Ein Video, das einen Kriegsschauplatz zeigt. Es sieht täuschend echt aus, doch in Zeiten von Fake News ist Vorsicht angesagt: Waren die gezeigten Personen wirklich dort, oder wurden ihre Gesichter ausgetauscht? Stimmt es, was die Menschen im Video sagen? Und: Ist das Gezeigte überhaupt passiert?
Fragen wie diese zeugen nicht von übertriebener Skepsis, sagen Experten. Manipulierte Videos, Bilder und Audiodateien sowie Texte mit Falschinformationen, die gezielt gestreut werden, stellen ein ernsthaftes Problem für Medien, Behörden und damit für die Demokratie dar: Darüber ist man sich am Austrian Institute of Technology (AIT) und an der Donau-Universität Krems einig. Eine Umfrage der Universität zeigt etwa, dass die Mehrheit jener Menschen, die beruflich mit Falschinformationen zu tun haben, glaubt, dass Fake News deutlich schneller und qualitativ besser voranschreiten als Gegenmaßnahmen möglich sind.
Das Grundproblem: Manipulierte Inhalte sind oft nicht als solche zu erkennen. Hier kommt „defalsif-AI“ ins Spiel: Das digitale Analyse-Tool — entwickelt vom AIT, dem Unternehmen enliteAI und der Donau-Uni — kombiniert Techniken der Künstlichen Intelligenz, um Manipulationen zu erkennen. Und das mit einer Genauigkeit von 95 Prozent. Mehr sei technisch noch nicht möglich, da ein Computer zum Beispiel keinen Sarkasmus erkennen kann, erklärt Walter Seböck. Er leitet das Zentrum für Infrastrukturelle Sicherheit der Donau-Universität Krems. Künstliche Intelligenz meint Systeme, die selbst lernen, Muster erkennen und dadurch treffsicherer werden.
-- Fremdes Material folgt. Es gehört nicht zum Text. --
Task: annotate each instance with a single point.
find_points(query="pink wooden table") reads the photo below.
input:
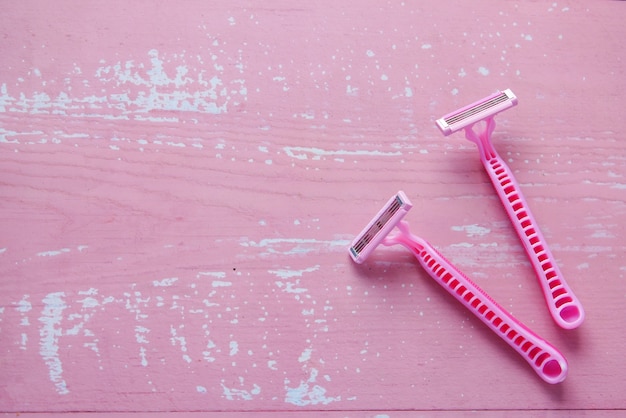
(179, 183)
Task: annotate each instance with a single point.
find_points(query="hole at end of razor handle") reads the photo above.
(570, 314)
(552, 369)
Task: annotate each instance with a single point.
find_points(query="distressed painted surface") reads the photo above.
(179, 186)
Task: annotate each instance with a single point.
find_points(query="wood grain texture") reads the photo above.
(179, 185)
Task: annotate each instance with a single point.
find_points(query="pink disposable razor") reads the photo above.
(563, 304)
(546, 360)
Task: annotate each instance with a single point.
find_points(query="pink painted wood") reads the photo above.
(179, 185)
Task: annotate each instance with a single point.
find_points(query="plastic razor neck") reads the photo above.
(483, 138)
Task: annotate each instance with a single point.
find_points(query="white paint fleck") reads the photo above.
(295, 246)
(167, 282)
(241, 394)
(234, 348)
(306, 355)
(303, 153)
(221, 283)
(308, 393)
(53, 252)
(472, 230)
(49, 333)
(287, 273)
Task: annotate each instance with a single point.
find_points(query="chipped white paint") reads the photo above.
(50, 332)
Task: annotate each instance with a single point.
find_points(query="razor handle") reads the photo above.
(544, 358)
(564, 306)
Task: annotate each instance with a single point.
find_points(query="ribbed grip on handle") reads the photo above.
(546, 360)
(564, 306)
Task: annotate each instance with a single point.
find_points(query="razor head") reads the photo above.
(379, 227)
(477, 111)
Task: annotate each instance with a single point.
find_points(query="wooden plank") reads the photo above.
(178, 188)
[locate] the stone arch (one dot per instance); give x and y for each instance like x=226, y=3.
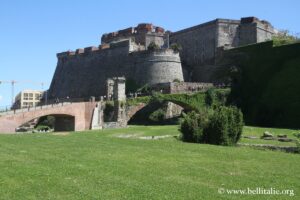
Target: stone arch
x=82, y=113
x=63, y=122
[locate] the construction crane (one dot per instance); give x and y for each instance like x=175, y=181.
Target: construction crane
x=13, y=82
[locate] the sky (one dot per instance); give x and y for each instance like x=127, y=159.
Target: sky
x=33, y=31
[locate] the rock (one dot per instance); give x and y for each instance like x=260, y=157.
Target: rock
x=282, y=136
x=267, y=134
x=285, y=140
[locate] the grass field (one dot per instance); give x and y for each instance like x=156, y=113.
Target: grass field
x=118, y=164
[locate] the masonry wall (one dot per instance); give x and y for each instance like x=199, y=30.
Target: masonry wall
x=198, y=44
x=81, y=75
x=157, y=67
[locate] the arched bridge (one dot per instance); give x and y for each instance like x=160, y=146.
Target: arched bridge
x=77, y=115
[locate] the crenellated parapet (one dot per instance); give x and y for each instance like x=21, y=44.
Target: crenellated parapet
x=79, y=51
x=142, y=34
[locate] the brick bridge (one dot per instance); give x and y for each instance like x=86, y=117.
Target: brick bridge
x=74, y=116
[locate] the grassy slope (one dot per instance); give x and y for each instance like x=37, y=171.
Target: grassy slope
x=99, y=165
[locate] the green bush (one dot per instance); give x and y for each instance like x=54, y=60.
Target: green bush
x=158, y=115
x=108, y=111
x=216, y=97
x=193, y=125
x=222, y=126
x=225, y=126
x=284, y=37
x=131, y=86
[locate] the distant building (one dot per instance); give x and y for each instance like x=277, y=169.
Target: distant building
x=27, y=98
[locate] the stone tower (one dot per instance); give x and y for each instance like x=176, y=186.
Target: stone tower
x=119, y=98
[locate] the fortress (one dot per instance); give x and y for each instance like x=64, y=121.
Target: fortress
x=83, y=73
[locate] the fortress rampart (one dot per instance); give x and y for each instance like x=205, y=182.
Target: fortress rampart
x=200, y=43
x=83, y=73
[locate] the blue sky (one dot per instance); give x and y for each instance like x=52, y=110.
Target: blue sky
x=33, y=31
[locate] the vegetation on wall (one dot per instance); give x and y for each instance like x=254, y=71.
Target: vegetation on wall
x=176, y=47
x=284, y=37
x=266, y=84
x=153, y=46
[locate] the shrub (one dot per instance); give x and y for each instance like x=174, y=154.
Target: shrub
x=158, y=115
x=131, y=86
x=193, y=125
x=225, y=126
x=108, y=111
x=222, y=126
x=215, y=97
x=284, y=37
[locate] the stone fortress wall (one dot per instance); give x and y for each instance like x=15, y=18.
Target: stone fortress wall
x=200, y=43
x=83, y=73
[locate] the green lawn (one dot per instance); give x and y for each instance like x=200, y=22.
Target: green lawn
x=103, y=165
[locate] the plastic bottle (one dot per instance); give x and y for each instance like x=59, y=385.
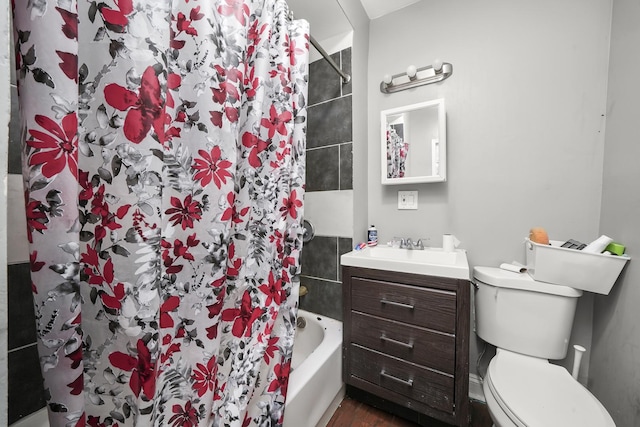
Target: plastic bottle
x=372, y=236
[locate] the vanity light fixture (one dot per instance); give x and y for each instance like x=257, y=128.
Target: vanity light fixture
x=415, y=77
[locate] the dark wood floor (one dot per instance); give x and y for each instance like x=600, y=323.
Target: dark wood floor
x=352, y=413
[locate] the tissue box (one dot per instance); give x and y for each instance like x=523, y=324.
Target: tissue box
x=570, y=267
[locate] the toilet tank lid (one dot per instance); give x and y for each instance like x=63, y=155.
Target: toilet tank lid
x=506, y=279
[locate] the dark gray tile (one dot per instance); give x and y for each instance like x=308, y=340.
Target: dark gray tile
x=346, y=166
x=324, y=297
x=12, y=57
x=330, y=123
x=22, y=324
x=323, y=169
x=15, y=163
x=26, y=390
x=345, y=56
x=324, y=82
x=345, y=245
x=319, y=258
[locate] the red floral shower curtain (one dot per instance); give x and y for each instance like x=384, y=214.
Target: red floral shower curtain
x=163, y=166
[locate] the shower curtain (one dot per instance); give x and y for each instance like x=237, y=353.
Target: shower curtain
x=163, y=164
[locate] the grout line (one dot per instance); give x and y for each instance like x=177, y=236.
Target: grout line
x=329, y=100
x=22, y=347
x=337, y=144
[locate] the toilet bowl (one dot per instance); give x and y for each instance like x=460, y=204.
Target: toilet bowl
x=530, y=322
x=524, y=391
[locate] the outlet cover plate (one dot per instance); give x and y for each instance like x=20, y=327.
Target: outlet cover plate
x=407, y=200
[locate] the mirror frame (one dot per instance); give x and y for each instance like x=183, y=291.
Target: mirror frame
x=442, y=133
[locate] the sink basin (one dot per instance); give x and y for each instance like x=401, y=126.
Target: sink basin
x=430, y=261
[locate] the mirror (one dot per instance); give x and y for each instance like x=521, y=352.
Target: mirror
x=414, y=143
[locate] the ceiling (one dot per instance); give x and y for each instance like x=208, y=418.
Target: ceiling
x=327, y=19
x=377, y=8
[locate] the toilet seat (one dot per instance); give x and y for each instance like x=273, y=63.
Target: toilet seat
x=534, y=393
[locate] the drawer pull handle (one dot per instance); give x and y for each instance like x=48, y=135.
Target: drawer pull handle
x=397, y=304
x=408, y=383
x=408, y=345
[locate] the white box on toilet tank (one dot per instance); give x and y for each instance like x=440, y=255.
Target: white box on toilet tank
x=570, y=267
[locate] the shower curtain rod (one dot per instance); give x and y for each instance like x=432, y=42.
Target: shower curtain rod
x=346, y=78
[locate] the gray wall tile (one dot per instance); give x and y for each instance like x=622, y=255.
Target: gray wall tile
x=346, y=166
x=319, y=258
x=330, y=123
x=324, y=297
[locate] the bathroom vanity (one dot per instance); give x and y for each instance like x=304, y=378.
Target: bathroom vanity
x=406, y=338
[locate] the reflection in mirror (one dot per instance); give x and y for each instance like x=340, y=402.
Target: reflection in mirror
x=414, y=143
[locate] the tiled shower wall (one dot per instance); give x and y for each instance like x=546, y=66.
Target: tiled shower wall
x=330, y=170
x=25, y=388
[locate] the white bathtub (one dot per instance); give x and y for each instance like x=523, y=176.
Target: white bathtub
x=315, y=385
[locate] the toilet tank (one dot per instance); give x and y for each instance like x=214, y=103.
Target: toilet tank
x=517, y=313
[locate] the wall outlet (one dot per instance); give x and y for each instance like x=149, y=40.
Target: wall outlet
x=407, y=200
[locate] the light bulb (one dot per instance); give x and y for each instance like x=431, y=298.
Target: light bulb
x=437, y=65
x=411, y=71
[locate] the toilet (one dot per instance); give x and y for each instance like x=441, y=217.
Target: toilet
x=530, y=322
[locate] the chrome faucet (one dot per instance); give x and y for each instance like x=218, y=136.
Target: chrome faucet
x=410, y=245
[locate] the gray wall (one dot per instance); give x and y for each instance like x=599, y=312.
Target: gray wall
x=525, y=124
x=615, y=363
x=4, y=122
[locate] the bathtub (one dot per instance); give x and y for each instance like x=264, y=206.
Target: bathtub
x=315, y=383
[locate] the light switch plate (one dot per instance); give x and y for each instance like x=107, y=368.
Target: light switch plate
x=407, y=200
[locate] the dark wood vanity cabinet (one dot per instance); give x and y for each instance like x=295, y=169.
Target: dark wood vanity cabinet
x=406, y=340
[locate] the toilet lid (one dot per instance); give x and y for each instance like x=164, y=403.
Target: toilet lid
x=541, y=394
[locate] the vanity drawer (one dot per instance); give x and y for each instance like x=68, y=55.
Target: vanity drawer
x=410, y=343
x=426, y=307
x=422, y=386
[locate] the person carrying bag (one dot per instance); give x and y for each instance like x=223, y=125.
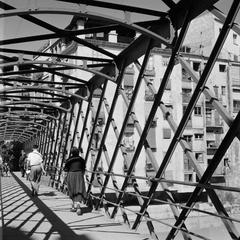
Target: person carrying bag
x=35, y=163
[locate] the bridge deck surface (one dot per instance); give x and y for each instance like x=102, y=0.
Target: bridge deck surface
x=47, y=216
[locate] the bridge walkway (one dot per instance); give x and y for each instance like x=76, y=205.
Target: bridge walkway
x=47, y=217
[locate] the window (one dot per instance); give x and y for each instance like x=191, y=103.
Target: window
x=198, y=136
x=199, y=157
x=196, y=66
x=223, y=90
x=236, y=106
x=166, y=133
x=222, y=68
x=151, y=138
x=198, y=111
x=188, y=177
x=234, y=38
x=169, y=111
x=235, y=58
x=188, y=138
Nicht alle Daten müssen also händisch programmiert werden.
Testlauf bei APA, ORF und in Ministerien
Projektstart von „defalsif-AI“ war im Herbst 2020. Jetzt ist Halbzeit, und die Entwicklung des Analyse-Tool ist laut Seböck schon sehr weit vorangeschritten. Nun müsse es weiterentwickelt werden. Die Austria Presse Agentur (APA), der ORF, das Bundeskanzleramt, das Verteidigungs- und das Außenministerium testen das Tool im Berufsalltag. Die Verwendung ist komplex, dafür braucht es spezielle Schulungen. Auch am Tool selbst muss noch gefeilt werden. Etwa am sogenannten „Overblocking“: Das sei der Fall, wenn das Tool zu viele Informationen als falsch identifiziert, die es nicht sind.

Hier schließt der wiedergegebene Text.